Domestic and small business electricity consumption has long been a black hole for researchers. Meters reveal how much someone is using but not what for, or—prior to the introduction of smart meters—when.

According to the CSIRO: “High quality residential energy data is extremely rare and valuable, leading to challenges in research data analysis.”

Wattwatchers Digital Energy has aimed to changed that, with its MyEnergy Marketplace, which won the Energy Management category in the 2024 IoT Awards, which were presented at the IoT Impact conference in Sydney last week.

MyEnergy Marketplace uses technology developed and deployed by Wattwatchers that collects and makes available to researchers highly granular data on electricity consumption and generation (from solar panels) by more than 5,000 households, community organisations and small businesses customers.

Data is collected about individual high power consumption devices such as heaters, air-conditioners, pool pumps, electric vehicle chargers and other sources.

MyEnergy Marketplace is the commercial outcome of a research project undertaken by Wattwatchers in partnership with the NSW Government’s Essential Energy business, which operates the electricity distribution network over 95 percent of the NSW land area outside the major cities.

The $9.6 million project ran from October 2019 to June 2023, supported by a $2.7 million grant from the Australian Renewable Energy Agency.

The data generated by MyEnergy Marketplace is now being used by the CSIRO, the University of NSW, the Australian National University, the University of Technology Sydney’s UTS Institute for Sustainable Futures, application developers, grant projects and community energy campaigns.

Wattwatchers is using the data to calculate CO2 contributions from electricity consumption every 30-60 minutes instead of annual averaging, and for a grid-wide voltage map for electricity supply stability and power quality management.

MyEnergy Marketplace is providing energy data as a service based on data from a continually expanding range of users. Most of these are homes with rooftop solar. Others include small businesses, strata complexes, community facilities and schools.

The range of users is being expanded to include commercial and industrial premises though the new CSIRO-led NSW Digital Infrastructure for Energy Efficiency project, which will also see data from 2000 MyEnergy Marketplace sites incorporated into the CSIRO Data Clearing House.

Access to MyEnergy Marketplace data has been made available to third parties via an API, hosted by Amazon Web Services.

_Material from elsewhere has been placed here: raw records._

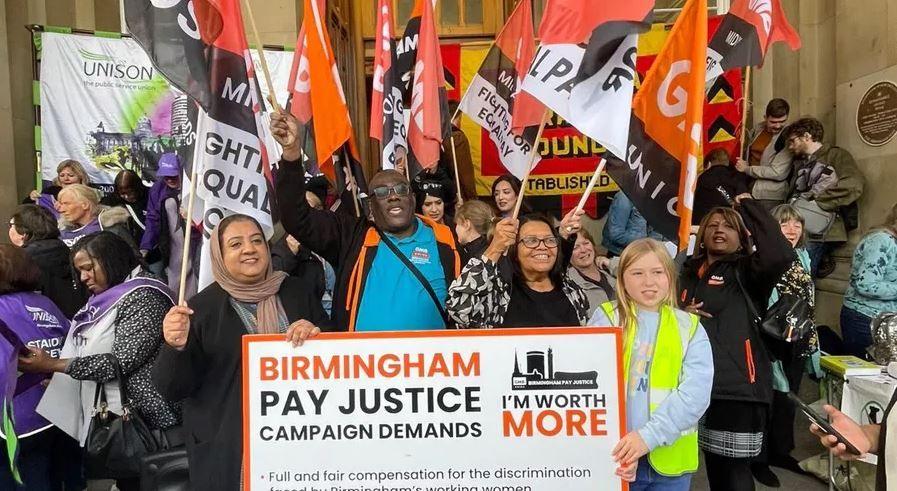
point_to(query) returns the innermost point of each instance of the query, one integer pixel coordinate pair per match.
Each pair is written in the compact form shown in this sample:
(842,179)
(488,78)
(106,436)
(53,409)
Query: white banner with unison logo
(521,409)
(106,106)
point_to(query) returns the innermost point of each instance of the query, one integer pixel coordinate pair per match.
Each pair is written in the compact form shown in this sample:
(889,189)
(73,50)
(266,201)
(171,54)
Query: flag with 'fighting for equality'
(584,69)
(745,35)
(318,102)
(659,169)
(201,48)
(491,97)
(387,107)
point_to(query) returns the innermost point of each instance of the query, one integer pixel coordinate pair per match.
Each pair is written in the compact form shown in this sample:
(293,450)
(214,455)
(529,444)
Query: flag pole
(585,196)
(261,52)
(529,168)
(744,109)
(457,176)
(348,167)
(188,229)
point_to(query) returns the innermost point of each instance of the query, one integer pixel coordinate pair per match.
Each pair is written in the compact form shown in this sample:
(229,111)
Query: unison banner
(106,106)
(518,409)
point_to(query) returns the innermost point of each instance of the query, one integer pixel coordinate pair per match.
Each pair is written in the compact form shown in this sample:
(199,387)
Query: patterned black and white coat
(479,297)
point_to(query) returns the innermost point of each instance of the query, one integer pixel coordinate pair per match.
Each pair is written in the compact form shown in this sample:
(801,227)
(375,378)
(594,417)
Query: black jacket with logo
(741,365)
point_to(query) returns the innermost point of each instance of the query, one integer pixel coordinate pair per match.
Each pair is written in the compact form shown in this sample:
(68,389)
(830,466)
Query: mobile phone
(822,423)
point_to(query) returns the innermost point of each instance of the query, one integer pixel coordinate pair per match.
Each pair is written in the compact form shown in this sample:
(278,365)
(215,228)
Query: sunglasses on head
(401,190)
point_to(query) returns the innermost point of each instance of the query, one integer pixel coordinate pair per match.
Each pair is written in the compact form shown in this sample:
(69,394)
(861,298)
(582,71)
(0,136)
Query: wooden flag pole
(744,109)
(457,176)
(261,52)
(188,229)
(529,167)
(585,196)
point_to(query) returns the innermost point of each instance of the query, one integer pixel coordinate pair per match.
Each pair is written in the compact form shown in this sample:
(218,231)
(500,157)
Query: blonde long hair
(633,252)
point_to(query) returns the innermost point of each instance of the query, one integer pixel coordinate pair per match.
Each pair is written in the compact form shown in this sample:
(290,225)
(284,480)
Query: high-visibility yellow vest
(673,336)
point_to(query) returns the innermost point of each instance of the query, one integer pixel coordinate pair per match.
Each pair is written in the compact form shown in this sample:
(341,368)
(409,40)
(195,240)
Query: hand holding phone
(827,430)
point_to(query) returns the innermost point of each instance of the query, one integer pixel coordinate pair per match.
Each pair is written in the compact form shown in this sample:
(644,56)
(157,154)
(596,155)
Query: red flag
(428,97)
(781,29)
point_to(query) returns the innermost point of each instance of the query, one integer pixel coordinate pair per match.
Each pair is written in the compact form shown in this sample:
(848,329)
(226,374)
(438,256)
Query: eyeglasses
(533,242)
(382,192)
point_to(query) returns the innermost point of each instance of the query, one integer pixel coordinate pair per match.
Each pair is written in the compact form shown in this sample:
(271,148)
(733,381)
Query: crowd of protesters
(700,376)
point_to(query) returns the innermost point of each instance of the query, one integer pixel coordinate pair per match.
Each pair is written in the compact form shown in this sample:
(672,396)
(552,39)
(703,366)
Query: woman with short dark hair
(741,255)
(114,340)
(537,293)
(28,318)
(34,229)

Wattwatchers stated that near-real–time availability of this anonymised circuit-level electricity consumption data via modern APIs is “cutting edge and unsurpassed by other datasets currently available, such as the well-known but ageing Smart Grid Smart City dataset.” This data was gathered from 2010-2014.

Making consumers confident the data they provided would remain anonymous was one of the biggest challenges the initial project had to overcome, Wattwatchers stated in the IoT Awards nomination it submitted.

“Key to the innovation in the project was the purpose-designed development of the ‘customer-facing infrastructure’ for engaging and recruiting consumer participants, and for ethically and securely enabling data sharing.”

It added: “We found that, in spite of widespread security and privacy concerns, substantial numbers of consumers will share their energy data for bona fide research and solution development for the energy transition and electrification.”

To overcome these concerns Wattwatchers set up a consumer energy data advisory panel made up of volunteer experts: data academics, researchers, industry policy leaders, consumer advocates etc. This led to the development of plain-English terms and conditions embedded in a MyEnergy app for participants, an information security policy and a data governance framework.

Wattwatchers’ technology also played a key role in the MyTown Microgrid project in the small Victorian town of Heyfield, initiated to determine whether a local energy solution would be feasible and desirable for the town.

The project—co-led by Wattwatchers, the Heyfield Community Resource Centre and the UTS Institute for Sustainable Futures—saw Wattwatchers’ monitoring devices installed in 79 sites including homes, businesses, farms and two primary schools.